Time Is Ripe for EPA to Lead on Drinking Water Issues

East Chicago is yet another city with a lead-in-drinking water problem.
Credit: Paul Domenick/Flickr

When President Trump announced that the person slated to head the EPA was, in fact, the same person whose mission appeared to be to gut the EPA, we all cringed. And yet, during his nomination hearing, then-Attorney General Pruitt confirmed that in the context of the Flint water crisis, EPA did not do a good enough job. Pruitt stated unequivocally: “If confirmed and faced with a similar situation, I would inform the state that EPA will take action if they fail to do so, and use EPA’s emergency authority if the state fails to act.”

Well, that time has come.

Have you heard about East Chicago? East Chicago is yet another city with a lead-in-drinking water problem. This industrial city is located twenty-five miles southeast of Chicago over the Indiana border. Unfortunately, drinking water contamination is only one aspect of the challenges the city faces. The community—of which 90 percent are people of color and over a third are living below the federal poverty line—has been plagued by a legacy of lead and arsenic contamination in connection with the numerous industrial facilities that have been operating in and around the city for decades. In fact, the City made national headlines last year when officials found soil with extremely high levels of lead and arsenic in and around the USS Lead Superfund site (an area of the City designated as a hazardous waste site and slated for cleanup by EPA). Peoples’ lives have been disrupted. For example, the 1,000 residents of the West Calumet Housing Complex have faced forced relocation due to the lead and arsenic in their soil; single family homes contend with ongoing excavation efforts to remediate their soil; and, on the eve of the academic calendar last fall, neighboring Carrie Gosch Elementary School closed down due to safety concerns arising out of the lead levels at the Housing Complex.

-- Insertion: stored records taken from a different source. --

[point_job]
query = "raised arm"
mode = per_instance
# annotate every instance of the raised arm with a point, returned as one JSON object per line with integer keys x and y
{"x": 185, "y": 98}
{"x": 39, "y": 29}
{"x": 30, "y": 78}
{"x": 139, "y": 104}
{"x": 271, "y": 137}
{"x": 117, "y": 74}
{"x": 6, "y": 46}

Against this background of soil and air contamination, EPA conducted a pilot study last year to determine if remediation of the soil would impact lead levels in the drinking water. Based on its own study, the agency found that a whopping 40 percent of homes tested had elevated levels of lead in their drinking water. Remarkably, the EPA concluded that the lead contamination is “system-wide,” caused not by legacy soil contamination, but instead by lead service lines and insufficient corrosion control treatment in the water system. The situation is particularly dire in East Chicago for the children who are most susceptible to lead exposure as they face increased, cumulative lead impacts from the soil, air and drinking water.

EPA identified a system-wide problem and is recommending East Chicagoans consume only filtered tap water. But it hasn’t offered any other immediate assistance to protect residents from consuming contaminated water. That’s why NRDC and a coalition of local, regional and national advocacy organizations served a petition on EPA last week. The petition urges the agency to step in and take emergency action to secure safe drinking water for East Chicago residents, including by providing filters and bottled water at no cost to them. EPA has the authority to act to “abate an imminent and substantial endangerment to health,” as is the case in East Chicago, and should do so quickly.

Of course, EPA received our petition the same week information about massive staff and budget cuts was announced. This could impact the EPA’s ability to enforce public protections like those needed in East Chicago. In fact, one of the programs rumored to be on the chopping block is the Agency’s environmental justice program intended to protect communities of color like East Chicago that already bare a disproportionate pollution burden.

EPA Administrator Pruitt has an opportunity to show real leadership by standing behind the statements he made at his confirmation hearing and take action where the City and State have failed to do so. Pruitt should act now.